Now, instead of fixing that problem by expanding opportunities for gifted students, New York is trying to wallpaper over it by forcibly changing the racial makeup of Specialized High Schools to ensure more black and Hispanic are admitted. It’s a superficial tactic that does nothing to address where the school system continues to fail—and punishes Asian students for the government’s own mistakes.
Victory at the Second Circuit
Last year PLF argued on behalf of New York parents at the Second Circuit. This September—14 months after oral argument, and nearly six years after we filed the case—we won a major victory.
The Second Circuit disagreed with the district court and ruled we had successfully shown the discriminatory effect of New York’s school admissions policy on Asian students.
The court ruled:
When an individual of a certain race has been denied access to a program . . . by a facially neutral law or policy that is racially motivated, a viable equal protection claim exists even if the individual’s racial group did not suffer an aggregate disparate impact from that law or policy.

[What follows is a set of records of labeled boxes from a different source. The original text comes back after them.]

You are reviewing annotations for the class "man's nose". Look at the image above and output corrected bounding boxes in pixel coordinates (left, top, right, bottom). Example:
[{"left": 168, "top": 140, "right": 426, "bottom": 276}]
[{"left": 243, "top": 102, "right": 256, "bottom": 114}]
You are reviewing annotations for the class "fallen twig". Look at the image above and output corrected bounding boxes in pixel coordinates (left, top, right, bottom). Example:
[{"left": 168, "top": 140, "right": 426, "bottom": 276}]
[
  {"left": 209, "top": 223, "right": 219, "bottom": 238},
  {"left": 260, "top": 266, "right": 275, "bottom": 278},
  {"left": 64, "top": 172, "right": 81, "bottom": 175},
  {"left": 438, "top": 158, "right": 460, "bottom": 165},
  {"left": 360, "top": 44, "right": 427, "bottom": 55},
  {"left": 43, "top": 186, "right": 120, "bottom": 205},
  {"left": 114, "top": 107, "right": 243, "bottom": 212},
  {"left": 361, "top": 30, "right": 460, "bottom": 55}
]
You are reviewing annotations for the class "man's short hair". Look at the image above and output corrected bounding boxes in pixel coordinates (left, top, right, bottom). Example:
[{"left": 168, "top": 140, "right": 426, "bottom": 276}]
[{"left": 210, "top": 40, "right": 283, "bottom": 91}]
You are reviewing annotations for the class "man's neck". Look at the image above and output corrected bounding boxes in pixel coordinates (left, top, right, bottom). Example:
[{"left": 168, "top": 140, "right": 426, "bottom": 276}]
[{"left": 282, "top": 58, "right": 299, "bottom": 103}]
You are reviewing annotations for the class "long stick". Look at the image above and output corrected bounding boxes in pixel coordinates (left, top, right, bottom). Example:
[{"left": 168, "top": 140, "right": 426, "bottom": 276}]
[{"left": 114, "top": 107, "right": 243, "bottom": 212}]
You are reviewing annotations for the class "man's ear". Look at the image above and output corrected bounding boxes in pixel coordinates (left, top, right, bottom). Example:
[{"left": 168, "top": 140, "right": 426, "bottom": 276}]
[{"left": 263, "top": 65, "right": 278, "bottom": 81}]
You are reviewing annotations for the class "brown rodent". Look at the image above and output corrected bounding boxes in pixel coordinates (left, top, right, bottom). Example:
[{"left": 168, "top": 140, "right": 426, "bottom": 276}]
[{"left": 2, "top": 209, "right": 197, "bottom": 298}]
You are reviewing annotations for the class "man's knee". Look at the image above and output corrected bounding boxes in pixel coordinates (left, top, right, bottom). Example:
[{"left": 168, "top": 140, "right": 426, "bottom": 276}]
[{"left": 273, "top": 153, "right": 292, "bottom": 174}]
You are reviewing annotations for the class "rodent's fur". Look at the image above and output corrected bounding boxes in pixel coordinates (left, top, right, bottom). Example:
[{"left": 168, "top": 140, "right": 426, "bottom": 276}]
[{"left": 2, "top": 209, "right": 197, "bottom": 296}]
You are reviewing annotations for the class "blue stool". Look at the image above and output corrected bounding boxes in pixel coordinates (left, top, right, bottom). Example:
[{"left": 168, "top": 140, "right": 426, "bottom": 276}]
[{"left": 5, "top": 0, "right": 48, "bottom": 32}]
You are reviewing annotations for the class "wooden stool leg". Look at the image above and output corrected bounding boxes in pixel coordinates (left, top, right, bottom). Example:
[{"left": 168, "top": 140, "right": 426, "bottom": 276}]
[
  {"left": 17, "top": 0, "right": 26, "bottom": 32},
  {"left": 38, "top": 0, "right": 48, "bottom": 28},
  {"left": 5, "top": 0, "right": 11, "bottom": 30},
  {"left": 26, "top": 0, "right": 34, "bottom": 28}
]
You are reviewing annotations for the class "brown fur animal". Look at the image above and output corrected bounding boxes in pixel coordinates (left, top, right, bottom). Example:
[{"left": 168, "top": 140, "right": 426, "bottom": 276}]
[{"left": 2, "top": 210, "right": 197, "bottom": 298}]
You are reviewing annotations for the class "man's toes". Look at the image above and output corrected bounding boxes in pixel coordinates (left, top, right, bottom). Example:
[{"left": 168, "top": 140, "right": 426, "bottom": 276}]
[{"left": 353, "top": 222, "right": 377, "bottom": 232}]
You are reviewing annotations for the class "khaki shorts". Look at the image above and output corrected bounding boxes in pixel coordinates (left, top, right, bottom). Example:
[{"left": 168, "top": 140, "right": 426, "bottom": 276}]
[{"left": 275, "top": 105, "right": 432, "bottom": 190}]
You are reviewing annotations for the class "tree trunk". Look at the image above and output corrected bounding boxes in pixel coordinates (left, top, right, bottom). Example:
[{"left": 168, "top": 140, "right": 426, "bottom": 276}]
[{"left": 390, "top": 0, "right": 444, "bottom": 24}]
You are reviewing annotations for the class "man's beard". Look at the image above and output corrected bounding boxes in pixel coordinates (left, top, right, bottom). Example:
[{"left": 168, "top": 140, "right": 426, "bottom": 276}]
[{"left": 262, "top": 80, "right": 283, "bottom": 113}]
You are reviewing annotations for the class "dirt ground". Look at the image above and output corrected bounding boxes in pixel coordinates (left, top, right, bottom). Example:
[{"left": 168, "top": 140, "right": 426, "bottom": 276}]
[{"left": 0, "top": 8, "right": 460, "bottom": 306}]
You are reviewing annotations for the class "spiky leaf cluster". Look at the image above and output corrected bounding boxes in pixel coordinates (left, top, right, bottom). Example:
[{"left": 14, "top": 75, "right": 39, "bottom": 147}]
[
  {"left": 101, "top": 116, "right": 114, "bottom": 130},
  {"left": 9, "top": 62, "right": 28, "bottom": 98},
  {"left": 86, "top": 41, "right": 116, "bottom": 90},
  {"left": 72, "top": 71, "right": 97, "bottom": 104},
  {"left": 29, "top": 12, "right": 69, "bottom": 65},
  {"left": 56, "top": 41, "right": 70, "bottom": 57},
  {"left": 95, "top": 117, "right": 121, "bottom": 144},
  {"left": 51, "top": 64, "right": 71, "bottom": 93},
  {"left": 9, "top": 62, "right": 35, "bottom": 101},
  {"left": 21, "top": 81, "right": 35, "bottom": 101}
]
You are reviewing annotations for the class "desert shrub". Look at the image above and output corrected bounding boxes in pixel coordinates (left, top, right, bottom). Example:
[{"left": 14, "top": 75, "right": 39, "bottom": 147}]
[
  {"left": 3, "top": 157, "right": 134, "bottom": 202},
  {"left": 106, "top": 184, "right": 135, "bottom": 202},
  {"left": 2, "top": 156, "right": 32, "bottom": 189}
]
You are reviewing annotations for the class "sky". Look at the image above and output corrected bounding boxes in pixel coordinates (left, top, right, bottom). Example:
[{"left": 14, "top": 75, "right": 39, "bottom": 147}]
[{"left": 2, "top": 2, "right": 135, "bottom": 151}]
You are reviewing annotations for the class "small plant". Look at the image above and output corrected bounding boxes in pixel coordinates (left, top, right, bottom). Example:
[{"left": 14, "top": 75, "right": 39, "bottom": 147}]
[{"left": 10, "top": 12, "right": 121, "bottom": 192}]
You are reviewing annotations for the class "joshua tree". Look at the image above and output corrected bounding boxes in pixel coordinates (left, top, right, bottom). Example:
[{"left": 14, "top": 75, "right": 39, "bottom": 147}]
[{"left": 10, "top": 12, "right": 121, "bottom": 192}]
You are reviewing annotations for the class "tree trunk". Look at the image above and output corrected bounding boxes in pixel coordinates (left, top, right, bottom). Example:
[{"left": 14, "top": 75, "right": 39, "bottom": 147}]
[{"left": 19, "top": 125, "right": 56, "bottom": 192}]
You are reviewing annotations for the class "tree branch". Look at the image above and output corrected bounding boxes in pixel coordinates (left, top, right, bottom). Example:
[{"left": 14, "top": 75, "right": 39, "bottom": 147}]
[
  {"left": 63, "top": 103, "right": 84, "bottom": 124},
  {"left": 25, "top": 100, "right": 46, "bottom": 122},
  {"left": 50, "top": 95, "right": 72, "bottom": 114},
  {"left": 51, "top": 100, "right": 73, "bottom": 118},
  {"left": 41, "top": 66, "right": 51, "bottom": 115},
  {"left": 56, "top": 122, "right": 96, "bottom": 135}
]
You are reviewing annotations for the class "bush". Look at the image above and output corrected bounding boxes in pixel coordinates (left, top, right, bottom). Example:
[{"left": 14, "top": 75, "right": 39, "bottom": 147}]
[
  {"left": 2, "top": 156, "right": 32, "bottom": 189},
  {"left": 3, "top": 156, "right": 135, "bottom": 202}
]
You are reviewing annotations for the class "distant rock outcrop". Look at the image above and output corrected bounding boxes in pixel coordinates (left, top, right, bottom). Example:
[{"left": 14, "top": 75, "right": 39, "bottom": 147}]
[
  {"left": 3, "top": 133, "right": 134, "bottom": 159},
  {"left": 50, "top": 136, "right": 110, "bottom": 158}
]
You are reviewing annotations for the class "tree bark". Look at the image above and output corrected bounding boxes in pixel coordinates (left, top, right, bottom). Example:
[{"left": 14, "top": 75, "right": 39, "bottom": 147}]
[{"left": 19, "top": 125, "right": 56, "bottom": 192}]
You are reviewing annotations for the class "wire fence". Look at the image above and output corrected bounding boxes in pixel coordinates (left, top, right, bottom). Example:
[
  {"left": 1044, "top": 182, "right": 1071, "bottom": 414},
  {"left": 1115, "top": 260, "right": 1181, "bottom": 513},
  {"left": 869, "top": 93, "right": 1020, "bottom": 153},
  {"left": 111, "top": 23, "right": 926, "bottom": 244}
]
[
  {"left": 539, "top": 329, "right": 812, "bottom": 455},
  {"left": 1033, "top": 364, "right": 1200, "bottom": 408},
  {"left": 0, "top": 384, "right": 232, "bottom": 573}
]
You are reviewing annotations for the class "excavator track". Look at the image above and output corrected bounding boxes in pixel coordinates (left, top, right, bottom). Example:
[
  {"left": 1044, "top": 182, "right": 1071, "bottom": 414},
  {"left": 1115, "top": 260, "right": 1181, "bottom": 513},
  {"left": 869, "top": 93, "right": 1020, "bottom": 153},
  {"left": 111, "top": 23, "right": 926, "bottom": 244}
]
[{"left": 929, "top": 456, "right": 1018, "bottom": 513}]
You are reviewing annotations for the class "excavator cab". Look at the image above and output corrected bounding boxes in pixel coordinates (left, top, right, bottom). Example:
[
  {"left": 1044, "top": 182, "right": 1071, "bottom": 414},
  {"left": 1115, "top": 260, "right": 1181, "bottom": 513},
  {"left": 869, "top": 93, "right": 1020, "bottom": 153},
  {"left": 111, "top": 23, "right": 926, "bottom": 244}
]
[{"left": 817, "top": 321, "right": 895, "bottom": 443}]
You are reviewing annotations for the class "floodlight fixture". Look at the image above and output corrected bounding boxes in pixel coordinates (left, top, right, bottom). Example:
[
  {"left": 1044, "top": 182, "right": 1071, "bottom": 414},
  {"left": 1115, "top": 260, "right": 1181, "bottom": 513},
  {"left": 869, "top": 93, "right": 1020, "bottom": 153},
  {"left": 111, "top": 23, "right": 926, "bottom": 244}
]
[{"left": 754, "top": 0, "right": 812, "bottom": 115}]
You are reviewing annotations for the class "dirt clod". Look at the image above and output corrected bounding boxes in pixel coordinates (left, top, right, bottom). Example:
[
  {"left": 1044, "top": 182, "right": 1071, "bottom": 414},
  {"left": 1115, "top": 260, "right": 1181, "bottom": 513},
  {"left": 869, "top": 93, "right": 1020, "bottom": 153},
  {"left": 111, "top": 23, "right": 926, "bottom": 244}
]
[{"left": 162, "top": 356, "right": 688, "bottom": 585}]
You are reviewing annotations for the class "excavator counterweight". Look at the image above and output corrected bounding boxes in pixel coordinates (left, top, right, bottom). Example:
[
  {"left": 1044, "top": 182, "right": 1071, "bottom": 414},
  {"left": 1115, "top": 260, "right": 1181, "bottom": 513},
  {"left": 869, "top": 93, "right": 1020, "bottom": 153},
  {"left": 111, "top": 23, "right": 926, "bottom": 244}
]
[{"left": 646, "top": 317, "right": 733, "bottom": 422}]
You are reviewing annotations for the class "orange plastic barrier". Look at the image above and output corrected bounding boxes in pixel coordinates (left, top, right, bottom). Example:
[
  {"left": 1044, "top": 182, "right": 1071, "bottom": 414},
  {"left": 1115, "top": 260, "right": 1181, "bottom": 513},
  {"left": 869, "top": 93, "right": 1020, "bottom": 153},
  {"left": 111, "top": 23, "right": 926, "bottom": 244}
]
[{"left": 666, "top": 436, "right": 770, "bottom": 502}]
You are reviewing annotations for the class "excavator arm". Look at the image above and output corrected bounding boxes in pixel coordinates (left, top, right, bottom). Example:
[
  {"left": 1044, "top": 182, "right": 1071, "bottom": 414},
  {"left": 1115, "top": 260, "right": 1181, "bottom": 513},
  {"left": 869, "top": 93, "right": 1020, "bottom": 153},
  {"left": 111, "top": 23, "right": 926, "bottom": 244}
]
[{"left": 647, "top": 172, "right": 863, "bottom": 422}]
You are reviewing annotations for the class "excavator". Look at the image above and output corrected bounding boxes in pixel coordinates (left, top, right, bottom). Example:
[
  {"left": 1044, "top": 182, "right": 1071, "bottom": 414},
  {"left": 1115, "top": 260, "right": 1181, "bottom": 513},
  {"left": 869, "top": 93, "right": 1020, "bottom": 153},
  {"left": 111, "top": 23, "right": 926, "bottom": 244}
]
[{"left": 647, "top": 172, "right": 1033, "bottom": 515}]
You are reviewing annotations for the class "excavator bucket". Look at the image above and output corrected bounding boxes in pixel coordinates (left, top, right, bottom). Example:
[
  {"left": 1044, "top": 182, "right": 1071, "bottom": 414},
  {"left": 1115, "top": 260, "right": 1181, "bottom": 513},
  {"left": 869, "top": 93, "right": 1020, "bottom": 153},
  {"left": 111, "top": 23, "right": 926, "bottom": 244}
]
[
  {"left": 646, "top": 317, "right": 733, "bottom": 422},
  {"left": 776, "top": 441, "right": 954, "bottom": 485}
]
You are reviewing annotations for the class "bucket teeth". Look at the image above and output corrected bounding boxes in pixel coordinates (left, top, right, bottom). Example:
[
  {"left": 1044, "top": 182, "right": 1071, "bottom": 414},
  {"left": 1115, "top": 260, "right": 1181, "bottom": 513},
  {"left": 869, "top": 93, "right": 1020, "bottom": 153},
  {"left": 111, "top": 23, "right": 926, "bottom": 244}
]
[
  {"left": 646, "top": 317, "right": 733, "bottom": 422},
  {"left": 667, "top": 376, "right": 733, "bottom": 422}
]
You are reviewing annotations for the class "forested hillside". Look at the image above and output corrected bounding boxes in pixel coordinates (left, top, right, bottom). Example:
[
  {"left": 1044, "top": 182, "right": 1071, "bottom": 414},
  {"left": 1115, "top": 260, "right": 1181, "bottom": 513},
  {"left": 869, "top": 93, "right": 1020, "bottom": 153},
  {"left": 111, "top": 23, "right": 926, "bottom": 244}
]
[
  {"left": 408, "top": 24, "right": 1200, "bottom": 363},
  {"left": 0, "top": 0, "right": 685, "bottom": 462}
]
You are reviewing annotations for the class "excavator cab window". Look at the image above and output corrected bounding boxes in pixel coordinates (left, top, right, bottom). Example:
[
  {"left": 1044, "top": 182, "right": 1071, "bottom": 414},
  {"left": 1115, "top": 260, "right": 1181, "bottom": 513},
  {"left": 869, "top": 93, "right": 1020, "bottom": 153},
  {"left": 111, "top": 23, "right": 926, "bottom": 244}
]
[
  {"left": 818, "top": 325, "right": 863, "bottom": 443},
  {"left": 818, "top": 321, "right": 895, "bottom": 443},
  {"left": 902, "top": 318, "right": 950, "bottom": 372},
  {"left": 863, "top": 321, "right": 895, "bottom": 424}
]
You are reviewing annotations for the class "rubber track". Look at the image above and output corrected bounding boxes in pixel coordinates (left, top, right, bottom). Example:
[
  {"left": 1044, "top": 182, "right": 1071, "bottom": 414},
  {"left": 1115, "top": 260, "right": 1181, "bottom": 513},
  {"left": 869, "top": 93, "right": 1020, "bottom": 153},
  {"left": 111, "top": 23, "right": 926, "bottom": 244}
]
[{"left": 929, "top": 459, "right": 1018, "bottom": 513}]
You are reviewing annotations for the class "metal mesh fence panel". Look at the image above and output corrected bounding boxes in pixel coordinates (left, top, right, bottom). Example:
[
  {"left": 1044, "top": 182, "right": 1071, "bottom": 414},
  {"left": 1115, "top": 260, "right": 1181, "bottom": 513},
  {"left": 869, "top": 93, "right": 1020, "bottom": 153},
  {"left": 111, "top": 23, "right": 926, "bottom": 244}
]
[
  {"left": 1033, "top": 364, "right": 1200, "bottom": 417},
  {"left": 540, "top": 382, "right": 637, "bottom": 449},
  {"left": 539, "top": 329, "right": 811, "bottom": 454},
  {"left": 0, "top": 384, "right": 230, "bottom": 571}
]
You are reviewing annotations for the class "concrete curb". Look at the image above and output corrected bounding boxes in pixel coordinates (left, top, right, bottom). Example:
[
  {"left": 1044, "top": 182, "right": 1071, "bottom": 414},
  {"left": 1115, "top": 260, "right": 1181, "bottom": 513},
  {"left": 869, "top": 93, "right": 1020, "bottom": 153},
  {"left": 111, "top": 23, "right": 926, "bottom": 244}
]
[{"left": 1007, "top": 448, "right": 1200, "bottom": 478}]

As my colleague Larry Salzman put it, “One could not hope for a more expressly individualist decision than this.” Although not every Asian student suffered because of their race under New York’s new policy, some did—and that’s enough to trigger the Equal Protection Clause. While New York City has been treating students as tokens for racial groups, the Second Circuit’s ruling recognizes them as individuals—none of whom should be denied opportunities on the basis of race.
Now PLF and the plaintiffs will move into the discovery phase of the case—where we’ll pull back the curtain to reveal the City‘s discriminatory intent. Schools should be cultivating students’ gifts and talents, not creating barriers based on race.